First of i am very sex repulsed. It triggers some trauma (i am very sure i am ace anyway tho).
Seeing people sexualising themselfs or others is the worst for me. it can literally end the day for me, because i have to stay in bed for the rest of the day trying to deal with the emotions. So naturally i try to avoid that. all my friends are very suportive. On the internet i obviously dont go to places where such things might be. today i way watching roadrage videos. should be save enough right? ofc not. because some people gotta but sexualising content literally everywhere. The otherday i looked for chess openings. found a guide who ??? sexualised the chess pieces???
i am just tired. nsfw already has the majority of internet traffic. cant i just have some small portion where i can feel save?
I know i am an extreme case but it just feels so darn isolating. i am scared of joining any discord server. i used to my partner check subreddits (thankfull lemmy seems to be less bad in this regard) before joining. the internet gives potential for so much community especially for an introvert like me. but beeing so very sex repulsed locks me out of those communitys right away.

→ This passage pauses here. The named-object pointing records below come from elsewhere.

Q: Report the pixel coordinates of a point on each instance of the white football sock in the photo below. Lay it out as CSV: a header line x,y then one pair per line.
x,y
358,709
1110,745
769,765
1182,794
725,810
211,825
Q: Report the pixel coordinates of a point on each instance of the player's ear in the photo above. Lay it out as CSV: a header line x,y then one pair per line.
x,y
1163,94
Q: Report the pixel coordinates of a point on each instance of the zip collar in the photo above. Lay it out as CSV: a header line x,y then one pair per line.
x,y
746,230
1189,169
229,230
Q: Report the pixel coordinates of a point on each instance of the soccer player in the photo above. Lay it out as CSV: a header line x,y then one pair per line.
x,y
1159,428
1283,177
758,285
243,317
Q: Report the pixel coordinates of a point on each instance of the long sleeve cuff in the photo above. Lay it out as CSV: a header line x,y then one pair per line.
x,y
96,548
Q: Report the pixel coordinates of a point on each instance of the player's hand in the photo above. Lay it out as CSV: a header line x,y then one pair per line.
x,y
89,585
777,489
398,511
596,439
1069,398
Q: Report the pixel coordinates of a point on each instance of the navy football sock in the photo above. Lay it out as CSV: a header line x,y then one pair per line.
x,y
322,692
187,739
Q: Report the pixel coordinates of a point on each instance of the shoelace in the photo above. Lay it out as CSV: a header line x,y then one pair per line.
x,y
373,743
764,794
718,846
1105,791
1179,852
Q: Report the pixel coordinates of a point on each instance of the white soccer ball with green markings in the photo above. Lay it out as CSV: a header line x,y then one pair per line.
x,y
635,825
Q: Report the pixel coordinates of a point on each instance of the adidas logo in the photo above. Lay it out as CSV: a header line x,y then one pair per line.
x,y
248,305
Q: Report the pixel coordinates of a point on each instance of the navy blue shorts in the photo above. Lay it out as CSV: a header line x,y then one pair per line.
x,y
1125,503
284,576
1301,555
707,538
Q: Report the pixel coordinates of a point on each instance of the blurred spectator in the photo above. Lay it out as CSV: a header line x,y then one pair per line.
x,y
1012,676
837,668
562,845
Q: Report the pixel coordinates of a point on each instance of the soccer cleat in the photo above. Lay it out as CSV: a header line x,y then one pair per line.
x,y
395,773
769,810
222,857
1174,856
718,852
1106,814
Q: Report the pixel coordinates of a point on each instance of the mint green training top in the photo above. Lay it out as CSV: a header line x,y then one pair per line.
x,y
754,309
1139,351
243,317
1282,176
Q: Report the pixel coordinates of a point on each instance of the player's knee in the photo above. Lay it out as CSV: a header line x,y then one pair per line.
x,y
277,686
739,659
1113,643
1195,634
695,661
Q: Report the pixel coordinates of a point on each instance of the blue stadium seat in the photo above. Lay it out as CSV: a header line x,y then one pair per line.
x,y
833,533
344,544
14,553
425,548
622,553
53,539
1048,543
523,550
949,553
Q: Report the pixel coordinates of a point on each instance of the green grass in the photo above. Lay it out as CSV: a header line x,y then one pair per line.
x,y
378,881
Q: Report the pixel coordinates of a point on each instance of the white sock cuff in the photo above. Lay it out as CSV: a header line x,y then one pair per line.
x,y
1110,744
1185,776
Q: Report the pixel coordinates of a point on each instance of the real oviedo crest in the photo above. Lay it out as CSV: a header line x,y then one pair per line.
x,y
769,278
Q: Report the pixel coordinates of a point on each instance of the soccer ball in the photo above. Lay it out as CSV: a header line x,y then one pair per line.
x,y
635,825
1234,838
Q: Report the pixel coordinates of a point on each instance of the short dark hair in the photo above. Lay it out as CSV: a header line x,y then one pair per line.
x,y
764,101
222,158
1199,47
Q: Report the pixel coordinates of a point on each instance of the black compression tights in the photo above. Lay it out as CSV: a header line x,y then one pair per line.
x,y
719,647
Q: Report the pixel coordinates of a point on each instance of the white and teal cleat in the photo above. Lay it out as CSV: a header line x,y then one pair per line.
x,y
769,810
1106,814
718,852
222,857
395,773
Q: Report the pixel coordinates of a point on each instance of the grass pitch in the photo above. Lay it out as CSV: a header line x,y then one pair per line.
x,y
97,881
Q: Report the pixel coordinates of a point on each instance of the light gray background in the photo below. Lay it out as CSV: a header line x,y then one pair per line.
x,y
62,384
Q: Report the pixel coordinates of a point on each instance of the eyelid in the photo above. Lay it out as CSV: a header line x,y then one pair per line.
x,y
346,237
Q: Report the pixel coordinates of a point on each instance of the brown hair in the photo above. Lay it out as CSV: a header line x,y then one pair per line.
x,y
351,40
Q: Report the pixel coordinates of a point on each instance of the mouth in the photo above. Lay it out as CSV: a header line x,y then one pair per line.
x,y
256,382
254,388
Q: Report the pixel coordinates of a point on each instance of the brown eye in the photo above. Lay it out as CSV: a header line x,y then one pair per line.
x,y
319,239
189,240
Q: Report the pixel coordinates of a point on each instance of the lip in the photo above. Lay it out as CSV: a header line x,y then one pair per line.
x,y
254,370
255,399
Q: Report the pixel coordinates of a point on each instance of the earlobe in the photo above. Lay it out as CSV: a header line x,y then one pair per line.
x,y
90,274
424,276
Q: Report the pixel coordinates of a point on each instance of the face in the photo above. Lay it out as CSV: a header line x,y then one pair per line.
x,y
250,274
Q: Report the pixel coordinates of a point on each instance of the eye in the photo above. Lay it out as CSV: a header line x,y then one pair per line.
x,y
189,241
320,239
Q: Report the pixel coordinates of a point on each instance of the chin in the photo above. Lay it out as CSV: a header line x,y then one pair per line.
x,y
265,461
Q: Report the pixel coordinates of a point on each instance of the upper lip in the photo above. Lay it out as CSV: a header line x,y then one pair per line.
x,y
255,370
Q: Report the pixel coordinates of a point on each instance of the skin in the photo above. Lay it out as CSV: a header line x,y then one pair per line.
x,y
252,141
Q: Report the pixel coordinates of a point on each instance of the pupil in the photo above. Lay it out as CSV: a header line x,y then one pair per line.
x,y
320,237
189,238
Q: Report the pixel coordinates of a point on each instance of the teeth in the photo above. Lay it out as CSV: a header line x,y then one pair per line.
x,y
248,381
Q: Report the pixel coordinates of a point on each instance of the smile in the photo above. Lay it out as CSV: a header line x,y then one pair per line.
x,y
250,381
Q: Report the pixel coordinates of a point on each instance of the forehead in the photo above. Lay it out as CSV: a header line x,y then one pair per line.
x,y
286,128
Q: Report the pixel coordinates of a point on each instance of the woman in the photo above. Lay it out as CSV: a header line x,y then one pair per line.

Thanks for reading. I dont think there is help or a solution. I just needed to rant to someone.
It’s too bad r/19684 didn’t leave reddit and come here. At least you’re on an instance where people are (hopefully) supportive, but I know that doesn’t really fix the problem
still its nice to know someone cares ^^
I’m sorry about the weirdly aggressive comments from that one user
Hello, i am just reading this from my all feed and am not asexual myself, just as a disclaimer.
This sounds like some deep and unresolved trauma, I can get annoyed and bored with the widespread hypersexualisation myself, but the fact that you have to grapple with sexual contents through what is essentially a personal breakdown is a very extreme reaction.
Have you considered therapy to get at the root cause here? The way you describe it your condition is utterly debilitating and any health insurance worth their money should provide you with treatment for this.
If you were looking for a technical solution on Lemmy, you can block the entire lemmynsfw server, and the selection of anime, furry and celeb communities with sexually suggestive content. That should deal with 98% of it, most of that type of stuff won’t land on news, memes or shitpost and definitely not without an nsfw tag.
As for generally in our world, I can’t help you much since sex sells, and advertisers, social media want to target users’ horny signals to get their attention.
I also hate it although i don’t have your level of reaction. My only advice is to block people. My blocklist is huge.
People like funking. It’s literally how we all got here. You’ll have to get over this one sorry - society literally can’t change to accommodate your preference without ceasing to exist.
ill link this short video, since it is more well put then i ever could: https://www.youtube.com/watch?v=2IrG68YTMjo
I dont ask for much. literally just wanna follow my sfw hobbies without beeing forced to confront my inner demons every day. I agree that i should “get over it”. but maybe you dont realise the scope. this is at best a years long therapy process that in the end might never pay off.
And quite frankly are you also telling war veterans to get a grip, because people like fire work? are you telling parents to stop crying about child protection because if we dont sexualise cartoon characters online we would cease to exist?
i dont even ask to be helped i just wanted to rant. i am aware that 99% of people dont give a damn about trauma. why be so confrontational towards me?
You need to see a therapist. Like, fucking yesterday.
i am looking since ereydsterday. eversince the pandemic waitlists are months to years in my country. i moved any couldnt continue with ly old doc. havent found a new one for two years now
I don’t care to read your excuses. If you don’t care to help yourself, no one will force you, and you can continue your life in that static stagnant mental place you allow yourself to live in for no reason.
wow. you must have many friends.
You are the only friend I need. I apologize, but please seek therapy immediately. After reading what I replied to you, I definitely need to schedule a new one with my therapist.